Ce 23 octobre, chez Christie’s Paris, un monochrome d'Yves Klein a atteint les 18,375 millions d’euros. Le tableau est du beau bleu propre à l’artiste, le fameux pigment « IKB » (International Klein Blue). Mais cela vaut-il cette somme ?

Bien des tableaux intéressants étaient mis en vente le même jour : des Nicolas de Staël, un Vlaminck (ils ont atteint entre 400.000 et 500.000 euros), des Renoir, un Morisot (Julie Manet à la perruche, qui a dépassé le million)… De tels prix font pâle figure par rapport aux presque 18,4 millions qu’a atteints ce monochrome, California (1961). L'énorme toile a-t-elle été vendue au mètre ?

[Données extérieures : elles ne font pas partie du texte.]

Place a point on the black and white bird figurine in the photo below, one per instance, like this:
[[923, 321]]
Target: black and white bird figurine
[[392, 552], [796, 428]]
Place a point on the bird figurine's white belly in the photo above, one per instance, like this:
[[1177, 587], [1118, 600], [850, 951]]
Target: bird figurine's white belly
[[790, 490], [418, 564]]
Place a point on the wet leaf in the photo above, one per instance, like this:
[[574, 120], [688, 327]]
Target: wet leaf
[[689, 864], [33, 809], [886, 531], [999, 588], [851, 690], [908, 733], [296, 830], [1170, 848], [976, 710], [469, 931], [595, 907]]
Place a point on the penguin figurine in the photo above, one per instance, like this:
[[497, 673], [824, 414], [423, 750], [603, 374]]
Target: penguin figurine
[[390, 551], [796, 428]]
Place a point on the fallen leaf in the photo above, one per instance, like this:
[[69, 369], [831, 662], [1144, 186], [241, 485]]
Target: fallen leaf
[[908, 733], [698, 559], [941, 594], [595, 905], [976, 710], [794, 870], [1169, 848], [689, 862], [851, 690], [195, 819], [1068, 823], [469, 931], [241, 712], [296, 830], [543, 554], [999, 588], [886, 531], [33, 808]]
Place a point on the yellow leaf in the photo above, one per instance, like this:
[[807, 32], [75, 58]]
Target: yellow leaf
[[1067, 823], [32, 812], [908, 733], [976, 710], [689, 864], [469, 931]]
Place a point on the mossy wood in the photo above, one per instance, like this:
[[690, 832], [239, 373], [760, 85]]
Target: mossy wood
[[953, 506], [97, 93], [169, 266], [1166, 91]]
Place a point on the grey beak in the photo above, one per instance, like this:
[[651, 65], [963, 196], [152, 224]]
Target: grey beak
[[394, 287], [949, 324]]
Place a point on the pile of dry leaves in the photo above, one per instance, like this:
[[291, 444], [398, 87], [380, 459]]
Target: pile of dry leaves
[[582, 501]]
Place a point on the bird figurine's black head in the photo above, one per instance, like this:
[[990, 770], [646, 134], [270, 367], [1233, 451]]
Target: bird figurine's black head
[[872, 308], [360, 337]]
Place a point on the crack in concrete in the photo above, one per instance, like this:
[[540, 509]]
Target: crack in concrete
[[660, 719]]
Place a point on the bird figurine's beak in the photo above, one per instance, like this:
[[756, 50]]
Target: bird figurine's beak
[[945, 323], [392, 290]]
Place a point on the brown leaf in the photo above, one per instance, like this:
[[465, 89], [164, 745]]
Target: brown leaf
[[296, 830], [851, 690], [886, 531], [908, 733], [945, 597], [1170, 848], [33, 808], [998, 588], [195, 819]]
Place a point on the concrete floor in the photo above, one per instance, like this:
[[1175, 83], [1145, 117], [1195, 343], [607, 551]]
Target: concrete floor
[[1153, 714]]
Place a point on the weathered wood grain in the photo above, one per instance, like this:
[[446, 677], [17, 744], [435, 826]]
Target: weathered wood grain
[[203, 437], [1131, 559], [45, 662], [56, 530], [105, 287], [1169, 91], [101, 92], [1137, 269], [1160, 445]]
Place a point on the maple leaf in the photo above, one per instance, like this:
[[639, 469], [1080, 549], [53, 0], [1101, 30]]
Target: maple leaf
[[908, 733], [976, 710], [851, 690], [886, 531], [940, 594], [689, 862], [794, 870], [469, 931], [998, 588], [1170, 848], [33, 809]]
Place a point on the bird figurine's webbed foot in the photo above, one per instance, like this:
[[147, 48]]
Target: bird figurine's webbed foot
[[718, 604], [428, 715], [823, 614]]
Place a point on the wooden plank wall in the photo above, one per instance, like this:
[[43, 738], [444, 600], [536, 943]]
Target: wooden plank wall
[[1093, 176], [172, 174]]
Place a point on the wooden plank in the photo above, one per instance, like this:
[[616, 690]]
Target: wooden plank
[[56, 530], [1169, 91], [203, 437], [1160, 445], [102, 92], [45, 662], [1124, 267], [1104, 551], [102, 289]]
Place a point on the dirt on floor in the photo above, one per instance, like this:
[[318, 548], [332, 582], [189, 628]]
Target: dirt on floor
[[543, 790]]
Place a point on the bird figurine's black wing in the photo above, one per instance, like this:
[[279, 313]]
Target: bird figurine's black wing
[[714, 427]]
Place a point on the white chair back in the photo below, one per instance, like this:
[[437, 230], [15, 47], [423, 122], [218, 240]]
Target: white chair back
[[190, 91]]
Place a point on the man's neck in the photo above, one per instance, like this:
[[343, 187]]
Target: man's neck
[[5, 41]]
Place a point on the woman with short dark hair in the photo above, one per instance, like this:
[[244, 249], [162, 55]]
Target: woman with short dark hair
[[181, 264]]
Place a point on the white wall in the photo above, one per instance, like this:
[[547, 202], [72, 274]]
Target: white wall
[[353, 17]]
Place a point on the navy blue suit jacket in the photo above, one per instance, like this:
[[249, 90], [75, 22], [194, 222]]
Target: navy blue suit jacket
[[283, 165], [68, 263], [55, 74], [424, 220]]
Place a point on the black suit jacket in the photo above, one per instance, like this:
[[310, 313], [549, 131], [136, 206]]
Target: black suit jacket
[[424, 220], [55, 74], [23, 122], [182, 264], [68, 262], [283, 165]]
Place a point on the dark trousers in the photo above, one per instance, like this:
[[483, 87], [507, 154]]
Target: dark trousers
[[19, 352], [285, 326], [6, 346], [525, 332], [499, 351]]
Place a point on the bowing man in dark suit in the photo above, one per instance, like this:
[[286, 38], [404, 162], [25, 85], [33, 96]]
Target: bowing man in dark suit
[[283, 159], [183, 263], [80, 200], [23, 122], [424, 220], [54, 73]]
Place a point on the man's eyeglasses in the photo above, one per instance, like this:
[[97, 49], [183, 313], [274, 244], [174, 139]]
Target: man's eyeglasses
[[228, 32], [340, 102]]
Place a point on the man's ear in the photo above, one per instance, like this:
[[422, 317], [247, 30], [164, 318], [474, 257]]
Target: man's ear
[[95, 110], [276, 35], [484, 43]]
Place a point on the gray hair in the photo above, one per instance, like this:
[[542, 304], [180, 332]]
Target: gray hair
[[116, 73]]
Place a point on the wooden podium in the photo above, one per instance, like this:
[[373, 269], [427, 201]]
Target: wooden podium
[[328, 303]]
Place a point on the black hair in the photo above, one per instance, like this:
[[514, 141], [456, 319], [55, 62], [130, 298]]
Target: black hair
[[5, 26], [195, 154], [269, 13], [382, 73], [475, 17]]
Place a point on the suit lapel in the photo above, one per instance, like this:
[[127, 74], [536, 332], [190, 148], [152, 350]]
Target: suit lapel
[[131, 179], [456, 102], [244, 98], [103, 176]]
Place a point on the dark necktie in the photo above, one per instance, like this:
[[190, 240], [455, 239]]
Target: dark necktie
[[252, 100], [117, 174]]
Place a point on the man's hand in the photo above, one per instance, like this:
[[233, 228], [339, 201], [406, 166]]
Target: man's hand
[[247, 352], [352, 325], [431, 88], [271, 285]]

Yves Klein (1928-1962) a connu la conjonction de l’apogée de l’art abstrait et de l’émergence de l’art conceptuel. Premier concept qu’il applique : le filon du monochrome. Mais dans un monde concurrentiel, il est impératif de se spécialiser pour se démarquer. D’autant qu’il y avait déjà eu le Carré blanc sur fond blanc de Malevitch (1918)… Ce sera donc le bleu, concept dans le concept. Que fera d’autre Soulages, en choisissant le noir, en 1979 ?

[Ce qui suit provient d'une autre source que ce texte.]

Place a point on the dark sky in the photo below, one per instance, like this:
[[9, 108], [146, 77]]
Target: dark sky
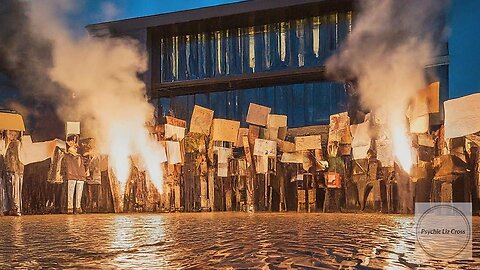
[[94, 11]]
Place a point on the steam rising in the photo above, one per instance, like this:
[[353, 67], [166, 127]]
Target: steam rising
[[99, 86], [386, 53]]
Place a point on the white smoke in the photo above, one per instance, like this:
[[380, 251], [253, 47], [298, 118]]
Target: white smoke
[[101, 76], [390, 44]]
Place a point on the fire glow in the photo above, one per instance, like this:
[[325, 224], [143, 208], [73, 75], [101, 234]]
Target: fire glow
[[109, 97]]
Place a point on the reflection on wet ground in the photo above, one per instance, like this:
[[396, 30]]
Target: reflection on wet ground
[[216, 240]]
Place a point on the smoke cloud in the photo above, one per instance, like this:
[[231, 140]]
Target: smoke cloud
[[386, 54], [388, 49], [95, 81]]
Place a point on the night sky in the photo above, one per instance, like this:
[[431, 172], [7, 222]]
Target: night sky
[[94, 11]]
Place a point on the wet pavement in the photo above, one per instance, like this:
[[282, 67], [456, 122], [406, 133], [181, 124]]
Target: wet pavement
[[217, 240]]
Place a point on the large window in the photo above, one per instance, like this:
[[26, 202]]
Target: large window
[[295, 43]]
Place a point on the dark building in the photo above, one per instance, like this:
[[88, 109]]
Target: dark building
[[270, 52]]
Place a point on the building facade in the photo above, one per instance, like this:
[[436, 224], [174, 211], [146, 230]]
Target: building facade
[[267, 52]]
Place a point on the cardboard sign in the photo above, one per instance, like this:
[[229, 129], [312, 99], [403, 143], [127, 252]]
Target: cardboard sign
[[426, 101], [11, 121], [261, 164], [308, 142], [265, 148], [333, 180], [276, 121], [384, 150], [222, 169], [282, 133], [223, 154], [361, 140], [174, 154], [339, 128], [462, 116], [286, 147], [253, 133], [201, 121], [225, 130], [296, 157], [419, 124], [241, 132], [72, 128], [31, 152], [426, 140], [258, 114], [175, 121], [174, 132]]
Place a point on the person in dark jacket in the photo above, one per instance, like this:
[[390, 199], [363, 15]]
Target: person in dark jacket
[[12, 172], [73, 172]]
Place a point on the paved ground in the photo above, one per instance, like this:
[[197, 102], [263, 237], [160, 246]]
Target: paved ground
[[216, 240]]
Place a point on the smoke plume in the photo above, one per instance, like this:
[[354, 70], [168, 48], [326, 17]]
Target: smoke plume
[[386, 53], [96, 82]]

Qu’un peintre aime la belle teinte, on ne peut que l’en féliciter. La beauté a été tellement conspuée, au XXe siècle ! Alors, mieux vaut le profond bleu IKB qu’un bleu louche ou qu’un bleu sale. Mais l’idée du monochrome total, elle, remonte à notre loustic national Alphonse Allais. Son imagination était telle qu’il a tourné en dérision, par avance, beaucoup de nos snobismes. Dans son Album Primo-Avrilesque (1897), il inventa le principe du monochrome décliné en sept tons. Dont les trois mentionnés pour Malevitch, Soulages et Klein : le blanc (Première communion de jeunes filles chlorotiques par un temps de neige), le noir (Combat de nègres dans une cave, pendant la nuit), le bleu (Stupeur de jeunes recrues apercevant pour la première fois ton azur, ô Méditerranée !).

On a, depuis, relié l’humour d’Allais au dadaïsme, au surréalisme, en raison de son côté absurde. Mais Allais n’a pas inventé l’absurde, qui existe depuis que l’humour est né. Il a élevé la blague potache, assaisonnée de l’esprit du boulevard et des rapins montmartrois à la hauteur d’un art - un art de la dérision. Voir ses idées reprises très sérieusement par des artistes du XXe siècle, ne manque pas de sel.

Si le talent se mesure à l’aune du succès, force est de dire que Klein est talentueux. Pensez, 18,4 millions ! Combien le collectionneur qui l’a acquis en 2005 a-t-il fait de bénéfice en revendant la toile chez Christie’s ? On ne le sait pas. Acheté à une galerie, le tableau passe d’une main privée à une autre. La plus-value demeure dans l’ombre.

La somme est propre à épater le bourgeois imbu de modernisme. Mais que les monochromes, qu’ils soient blancs, noirs ou bleus, sont ennuyeux quand on les compare à un tableau de J.-B. Oudry : Le Canard blanc (1753). Il représente «sur un fond blanc tous objets blancs, comme Canard blanc, Serviette damassée, Porcelaine, Crème, Bougie, Chandelier d’argent & Papier ». En la matière, non seulement les modernes n’ont rien inventé, mais ils ont fait moins bien.